Trump l’étrangle, nous l’embrassons
Enfin, il y a une urgence humanitaire qui exige toute notre solidarité. La situation sur l’île est celle d’une véritable asphyxie impérialiste : coupures d’électricité, pénuries de produits de première nécessité et interruption des soins médicaux. À Cuba, plus de 80 % des équipements de pompage d’eau dépendent de l’électricité et les coupures de courant compromettent l’accès à l’eau potable, à l’assainissement et à l’hygiène. Les pénuries de carburant affectent le système de rationnement et le panier familial réglementé de base, ainsi que les filets de sécurité sociale (alimentation scolaire, maternités et maisons de retraite), frappant particulièrement les secteurs les plus vulnérables.

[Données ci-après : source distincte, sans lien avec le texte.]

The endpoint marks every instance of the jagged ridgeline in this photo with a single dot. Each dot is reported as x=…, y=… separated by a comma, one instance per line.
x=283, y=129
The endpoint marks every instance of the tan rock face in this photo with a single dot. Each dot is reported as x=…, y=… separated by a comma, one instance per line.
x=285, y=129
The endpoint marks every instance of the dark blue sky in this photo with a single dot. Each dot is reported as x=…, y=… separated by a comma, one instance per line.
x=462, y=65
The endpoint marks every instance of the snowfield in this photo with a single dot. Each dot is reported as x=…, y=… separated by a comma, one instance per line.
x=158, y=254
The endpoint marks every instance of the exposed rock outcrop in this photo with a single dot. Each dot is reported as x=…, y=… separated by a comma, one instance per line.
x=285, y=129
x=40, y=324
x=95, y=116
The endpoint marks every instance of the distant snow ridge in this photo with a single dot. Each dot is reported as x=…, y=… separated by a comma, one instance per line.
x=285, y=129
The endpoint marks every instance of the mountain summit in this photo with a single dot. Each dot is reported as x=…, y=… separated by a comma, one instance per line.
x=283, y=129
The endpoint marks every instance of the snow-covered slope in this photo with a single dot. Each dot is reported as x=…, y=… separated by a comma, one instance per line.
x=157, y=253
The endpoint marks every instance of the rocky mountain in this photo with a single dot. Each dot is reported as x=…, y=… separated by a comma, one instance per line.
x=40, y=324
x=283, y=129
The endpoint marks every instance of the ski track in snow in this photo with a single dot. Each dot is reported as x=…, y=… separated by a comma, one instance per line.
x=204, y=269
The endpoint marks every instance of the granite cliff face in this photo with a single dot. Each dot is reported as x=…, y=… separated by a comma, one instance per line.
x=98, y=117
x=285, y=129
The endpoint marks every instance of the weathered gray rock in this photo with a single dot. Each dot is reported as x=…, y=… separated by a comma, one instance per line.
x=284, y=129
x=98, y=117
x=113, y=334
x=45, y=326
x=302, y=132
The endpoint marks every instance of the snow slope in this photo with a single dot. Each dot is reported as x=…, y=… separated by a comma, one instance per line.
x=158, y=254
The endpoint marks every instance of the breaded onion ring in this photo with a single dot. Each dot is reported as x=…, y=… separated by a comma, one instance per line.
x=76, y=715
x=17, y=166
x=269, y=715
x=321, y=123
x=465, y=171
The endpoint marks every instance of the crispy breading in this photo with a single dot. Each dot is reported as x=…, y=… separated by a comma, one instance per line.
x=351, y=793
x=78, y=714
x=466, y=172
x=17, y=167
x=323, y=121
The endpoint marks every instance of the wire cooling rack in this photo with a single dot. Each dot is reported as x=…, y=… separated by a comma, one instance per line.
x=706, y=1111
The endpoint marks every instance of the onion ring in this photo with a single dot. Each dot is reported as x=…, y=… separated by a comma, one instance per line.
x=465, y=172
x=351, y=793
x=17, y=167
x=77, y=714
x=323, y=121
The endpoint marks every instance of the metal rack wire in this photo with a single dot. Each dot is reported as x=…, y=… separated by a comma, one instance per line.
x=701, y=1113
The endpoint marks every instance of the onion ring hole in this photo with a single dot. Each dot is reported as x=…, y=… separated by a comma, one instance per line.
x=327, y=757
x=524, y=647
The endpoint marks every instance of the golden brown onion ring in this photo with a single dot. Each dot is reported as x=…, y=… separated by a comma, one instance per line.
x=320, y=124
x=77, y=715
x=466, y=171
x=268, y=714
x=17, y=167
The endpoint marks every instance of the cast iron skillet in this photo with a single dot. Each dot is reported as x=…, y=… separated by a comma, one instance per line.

Nous ne pouvons pas rester indifférents.
La Ligue socialiste internationale propose de mettre en place une campagne de solidarité avec le peuple cubain afin de collecter des ressources et de les envoyer de manière indépendante en tant que soutien économique depuis n’importe quel endroit du monde. Organisons des collectes de solidarité dans les usines et les entreprises, les hôpitaux, les universités et les écoles. Mettons en œuvre différentes initiatives telles que des journées de solidarité pour sensibiliser à la situation et collecter des fonds à envoyer à ce peuple digne qui résiste de manière exemplaire depuis tant de décennies. Ou tout simplement canaliser l’engagement individuel des personnes qui veulent collaborer de manière personnelle. Tout s’additionne.
Face à la politique d’étranglement impérialiste, la droite cubaine de Miami et ses vases communicants dans le secteur privé capitaliste de l’île visent à saper le moral du peuple. Depuis la LIS, nous voulons être la voix de la gauche anti-bureaucratique et indépendante du régime qui répudie le blocus et dénonce Trump, mais aussi celle qui est en première ligne de l’étreinte concrète de solidarité internationaliste de ce peuple menacé.
Il n’y a pas de place pour l’indifférence.
Le peuple cubain a besoin de nous
L’argent récolté sera remis à un groupe de jeunes qui font du travail social dans les quartiers les plus défavorisés.